Billie spent most of the following two years at home. Her health declined, and she became mostly house-bound. To combat the loneliness, she spent time on a forum for people living with chronic illness, which helped her immensely. “Sometimes I felt like the isolation would swallow me whole. Sometimes days felt like a big squishy thing that I would sink into. I didn’t feel like I belonged to anything.”

• • •

Now that our societal understanding of isolation has shifted so dramatically, Melissa can’t help but wonder how things will change once this crisis is over. “Will [people] remember this experience and apply what they learned? Will they think about the company they longed for, the meal they wished they could go out for, the gig they wish they could attend? Being included, even if it’s long-distance, still matters and can make a huge impact on our days, as everyone is now feeling.”

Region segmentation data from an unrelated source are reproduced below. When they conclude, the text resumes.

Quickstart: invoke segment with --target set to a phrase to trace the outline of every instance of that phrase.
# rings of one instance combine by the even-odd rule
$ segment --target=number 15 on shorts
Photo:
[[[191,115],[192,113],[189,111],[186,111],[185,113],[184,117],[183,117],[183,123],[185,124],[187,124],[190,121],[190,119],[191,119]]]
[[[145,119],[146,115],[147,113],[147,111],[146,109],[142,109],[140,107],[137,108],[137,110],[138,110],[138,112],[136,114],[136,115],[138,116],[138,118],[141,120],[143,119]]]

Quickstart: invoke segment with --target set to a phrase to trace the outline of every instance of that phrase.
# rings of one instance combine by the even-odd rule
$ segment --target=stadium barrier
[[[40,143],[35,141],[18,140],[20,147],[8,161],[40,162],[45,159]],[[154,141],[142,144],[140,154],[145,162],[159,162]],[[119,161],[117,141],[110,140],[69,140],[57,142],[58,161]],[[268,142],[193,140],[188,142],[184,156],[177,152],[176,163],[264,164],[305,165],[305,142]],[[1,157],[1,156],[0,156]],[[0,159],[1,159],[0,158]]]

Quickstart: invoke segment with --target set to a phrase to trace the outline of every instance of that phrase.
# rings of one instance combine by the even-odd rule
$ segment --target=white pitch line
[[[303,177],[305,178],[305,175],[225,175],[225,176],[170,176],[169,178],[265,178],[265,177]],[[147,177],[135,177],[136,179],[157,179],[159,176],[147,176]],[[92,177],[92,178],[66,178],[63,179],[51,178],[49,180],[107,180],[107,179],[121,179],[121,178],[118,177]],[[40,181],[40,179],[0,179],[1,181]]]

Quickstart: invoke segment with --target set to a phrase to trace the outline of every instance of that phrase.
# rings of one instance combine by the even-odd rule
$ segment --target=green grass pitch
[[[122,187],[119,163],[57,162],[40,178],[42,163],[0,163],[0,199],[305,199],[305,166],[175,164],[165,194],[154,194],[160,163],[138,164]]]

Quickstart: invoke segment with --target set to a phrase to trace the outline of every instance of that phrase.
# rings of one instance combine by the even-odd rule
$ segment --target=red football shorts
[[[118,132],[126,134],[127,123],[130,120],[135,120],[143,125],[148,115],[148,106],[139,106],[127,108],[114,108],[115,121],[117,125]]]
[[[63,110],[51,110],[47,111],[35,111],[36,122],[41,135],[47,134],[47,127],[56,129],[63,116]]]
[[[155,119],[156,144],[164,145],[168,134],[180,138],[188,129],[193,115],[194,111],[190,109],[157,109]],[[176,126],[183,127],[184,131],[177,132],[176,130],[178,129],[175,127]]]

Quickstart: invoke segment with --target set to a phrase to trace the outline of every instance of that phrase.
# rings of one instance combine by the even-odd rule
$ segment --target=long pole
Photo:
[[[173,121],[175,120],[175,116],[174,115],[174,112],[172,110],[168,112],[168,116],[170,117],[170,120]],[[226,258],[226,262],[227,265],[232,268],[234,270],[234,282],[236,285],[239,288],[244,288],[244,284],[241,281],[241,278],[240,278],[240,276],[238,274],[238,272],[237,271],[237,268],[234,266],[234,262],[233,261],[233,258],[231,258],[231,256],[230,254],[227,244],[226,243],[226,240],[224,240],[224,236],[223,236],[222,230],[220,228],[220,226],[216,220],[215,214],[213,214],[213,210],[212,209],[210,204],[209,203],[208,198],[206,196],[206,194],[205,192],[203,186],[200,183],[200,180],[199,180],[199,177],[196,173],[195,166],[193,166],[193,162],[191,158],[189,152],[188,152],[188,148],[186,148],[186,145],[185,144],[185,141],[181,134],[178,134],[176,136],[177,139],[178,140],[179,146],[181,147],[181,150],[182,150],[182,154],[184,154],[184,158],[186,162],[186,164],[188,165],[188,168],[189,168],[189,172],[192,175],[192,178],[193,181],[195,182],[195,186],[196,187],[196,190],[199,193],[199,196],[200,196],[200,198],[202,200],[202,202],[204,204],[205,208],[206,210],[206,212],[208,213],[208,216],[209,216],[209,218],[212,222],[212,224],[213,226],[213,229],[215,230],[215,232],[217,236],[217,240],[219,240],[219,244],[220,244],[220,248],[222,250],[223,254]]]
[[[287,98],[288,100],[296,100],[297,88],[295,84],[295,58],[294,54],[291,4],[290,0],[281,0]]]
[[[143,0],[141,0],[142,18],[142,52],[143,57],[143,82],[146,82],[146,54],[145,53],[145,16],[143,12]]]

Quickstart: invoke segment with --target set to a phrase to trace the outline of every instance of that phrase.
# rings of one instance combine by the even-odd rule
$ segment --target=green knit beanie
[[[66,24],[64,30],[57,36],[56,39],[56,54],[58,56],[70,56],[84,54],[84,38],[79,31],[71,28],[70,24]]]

Isolation is something that can teach us about who we are, the way we interact with ourselves and others, and the kind of society that we want to create. For many, this new reality of self-isolation, social distancing, and quarantine is just a pause in time that they can’t wait to resume. But there have been, are, and always will be those who have been shaped by their isolation. And whilst I don’t believe that this current experience is necessarily comparable to the chronically ill one, I hope it will fundamentally change what isolation means to people both inside and out of our community.